Automating ML model builds with CircleCI CI/CD

Once you’ve broken down your ML process and created the scripts to run your workflow (or copied the ones in this example), you can publish it to GitHub and then import it as a CircleCI project.

The CircleCI configuration file

The CircleCI configuration file is located at the path .circleci/config.yml. It defines the commands, jobs, steps, and workflows that make up the automated ML system. Below is an explanation of the features demonstrated in the example CircleCI configuration, which contains a full working automated ML system that you can test and build on.
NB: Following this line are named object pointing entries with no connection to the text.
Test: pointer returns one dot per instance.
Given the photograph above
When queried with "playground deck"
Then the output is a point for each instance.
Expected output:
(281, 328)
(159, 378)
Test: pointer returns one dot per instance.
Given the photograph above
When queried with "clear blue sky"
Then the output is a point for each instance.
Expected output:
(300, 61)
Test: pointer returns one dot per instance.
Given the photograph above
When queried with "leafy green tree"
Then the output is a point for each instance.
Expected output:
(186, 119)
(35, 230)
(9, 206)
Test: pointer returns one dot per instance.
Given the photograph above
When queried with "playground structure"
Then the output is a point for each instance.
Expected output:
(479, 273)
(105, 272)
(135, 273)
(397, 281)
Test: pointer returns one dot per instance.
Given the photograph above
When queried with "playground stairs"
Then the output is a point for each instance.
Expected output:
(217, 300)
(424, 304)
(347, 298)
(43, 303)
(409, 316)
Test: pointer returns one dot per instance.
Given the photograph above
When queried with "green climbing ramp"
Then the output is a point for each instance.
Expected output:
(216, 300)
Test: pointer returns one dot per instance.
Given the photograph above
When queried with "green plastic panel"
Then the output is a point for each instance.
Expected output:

In the configuration file, the check-python command demonstrates how to run a terminal command in the CircleCI execution environment. If this command fails, the job and workflow that call it will also fail, sending the error to CircleCI and notifying the owner:

commands:
    check-python:
        steps:
        - run:
            command: python3 --version
            name: Check Python version

Commands can be reused multiple times within jobs and can also call their own one-off steps. Below, the install-build job prepares the environment for running the other ML scripts. It checks out the project code, checks that Python is installed by using the previously defined check-python command, and then runs the create-env command to create the required configuration files. From there, it runs its own set of commands to install Python dependencies and then runs the first build step in the ML pipeline.

jobs:
install-build:
    # For running on CircleCI's self-hosted runners - details taken from environment variables
    machine: true
    resource_class: RUNNER_NAMESPACE/RUNNER_RESOURCE_CLASS # Update this to reflect your self-hosted runner resource class details
    steps:
    - checkout # Check out the code in the project directory
    - check-python # Invoke command "check-python"
    - create-env     
    - run: 
        command: sh ./tools/install.sh
        name: Run script to install dependencies
    - run:
        command: python3 ./ml/1_build.py
        name: Build the model
    - persist_to_workspace:
        # Workspaces let you persist data between jobs - saving time on re-downloading or recreating assets https://circleci.com/docs/workspaces/
        # Must be an absolute path or relative path from working_directory. This is a directory on the container that is
        # taken to be the root directory of the workspace.
        root: .
        # Must be relative path from root
        paths:
            - venv
            - ml
            - .env
            - tools

Workflows are made up of jobs that can run sequentially or concurrently. The build-deploy workflow runs the install-build, train, test, and package jobs and demonstrates how to use a branch filter to run the workflow only when commits are made to the main branch. It also shows how the requires option can be used to ensure that jobs execute in order and how multiple job names can be required by a subsequent job, allowing for them to be executed concurrently.

workflows:
    # This workflow does a full build from scratch and deploys the model
    build-deploy:
        jobs:
        - install-build:
            filters:
                branches:
                only:
                    - main # Only run the job when the main branch is updated
        - train:
            requires: # Only run the job when the preceding step in the ML process has been completed so that they are run sequentially
                - install-build
        # To demonstrate how to run two tests concurrently, we'll run the same test twice under different names - if either required test fails, the next job that requires them (in this case, package) will not run - https://circleci.com/docs/workflows/#concurrent-job-execution
        - test:
            name: test-1
            requires: 
                - train
        - test:
            name: test-2
            requires: 
                - train
        - package:
            requires:
                - test-1
                - test-2

You can either create the file yourself at the path .circleci/config.yml or create one in the web console when you import your project into CircleCI (with the added advantages of linting and schema validation). If you are editing your CircleCI configuration locally, it’s advised to use the CircleCI command line tools to validate your configuration before you commit your changes. VS Code users can also validate their config directly in their IDE using the CircleCI VS Code extension.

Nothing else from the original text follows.